The small RNAs identified in this study, mdm-siR277-1 and mdm-siR277-2, which are derived from the conversion of single-stranded RNA into double-stranded hairpin RNA (Henderson et al., 2006; Axtell, 2013; Harmoko et al., 2013), are similar to miRNAs in terms of their hairpin structure, but they do not meet the criteria for annotation as miRNAs for several reasons (Taylor et al., 2017; Axtell and Meyers, 2018).
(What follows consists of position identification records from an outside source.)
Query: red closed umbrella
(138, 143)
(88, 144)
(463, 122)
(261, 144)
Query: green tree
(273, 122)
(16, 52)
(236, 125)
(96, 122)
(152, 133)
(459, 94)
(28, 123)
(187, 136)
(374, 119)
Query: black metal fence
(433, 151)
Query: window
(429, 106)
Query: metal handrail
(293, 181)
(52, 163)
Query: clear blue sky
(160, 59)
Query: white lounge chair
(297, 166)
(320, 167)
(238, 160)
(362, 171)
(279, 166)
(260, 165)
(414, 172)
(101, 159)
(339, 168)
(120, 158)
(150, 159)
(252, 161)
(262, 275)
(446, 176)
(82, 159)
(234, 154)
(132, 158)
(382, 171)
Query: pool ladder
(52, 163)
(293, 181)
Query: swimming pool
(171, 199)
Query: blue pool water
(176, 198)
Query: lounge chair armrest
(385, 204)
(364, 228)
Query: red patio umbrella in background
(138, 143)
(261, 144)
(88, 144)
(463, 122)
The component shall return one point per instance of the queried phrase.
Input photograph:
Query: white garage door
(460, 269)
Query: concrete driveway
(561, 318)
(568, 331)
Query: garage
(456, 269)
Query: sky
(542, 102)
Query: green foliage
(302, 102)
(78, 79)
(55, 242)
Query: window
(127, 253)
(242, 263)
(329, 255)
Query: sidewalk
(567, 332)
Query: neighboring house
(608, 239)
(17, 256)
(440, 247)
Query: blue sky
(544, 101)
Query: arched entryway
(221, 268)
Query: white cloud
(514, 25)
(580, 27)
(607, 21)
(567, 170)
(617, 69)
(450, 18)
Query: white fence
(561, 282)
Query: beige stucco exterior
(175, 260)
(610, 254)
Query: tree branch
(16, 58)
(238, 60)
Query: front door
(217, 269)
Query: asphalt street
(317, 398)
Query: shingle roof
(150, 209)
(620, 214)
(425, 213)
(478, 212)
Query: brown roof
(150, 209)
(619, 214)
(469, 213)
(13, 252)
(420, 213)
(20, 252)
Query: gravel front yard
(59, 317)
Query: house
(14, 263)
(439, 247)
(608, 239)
First, the fold-back region of MdhpRNA277 is longer than 300 nucleotides, and it should therefore not be annotated as an miRNA-producing locus (Axtell and Meyers, 2018). Second, structural analysis of MdhpRNA277 revealed that it does not contain asymmetric bulges at the positions of mdm-siR277-1 and mdm-siR277-2, although such bulges should be present in miRNA precursors (Axtell and Meyers, 2018). Little is known about hpRNA loci, although DCL1, a typical member of a large class of endogenous dicer-like proteins, prefers substrates with hairpin-like structures and cleaves them at defined sites, perhaps targeting recently evolved or evolving miRNA genes (Henderson et al., 2006; Harmoko et al., 2013). Efforts directed at comprehensive genome-wide annotation of small RNA hpRNA loci are urgently needed (Axtell, 2013).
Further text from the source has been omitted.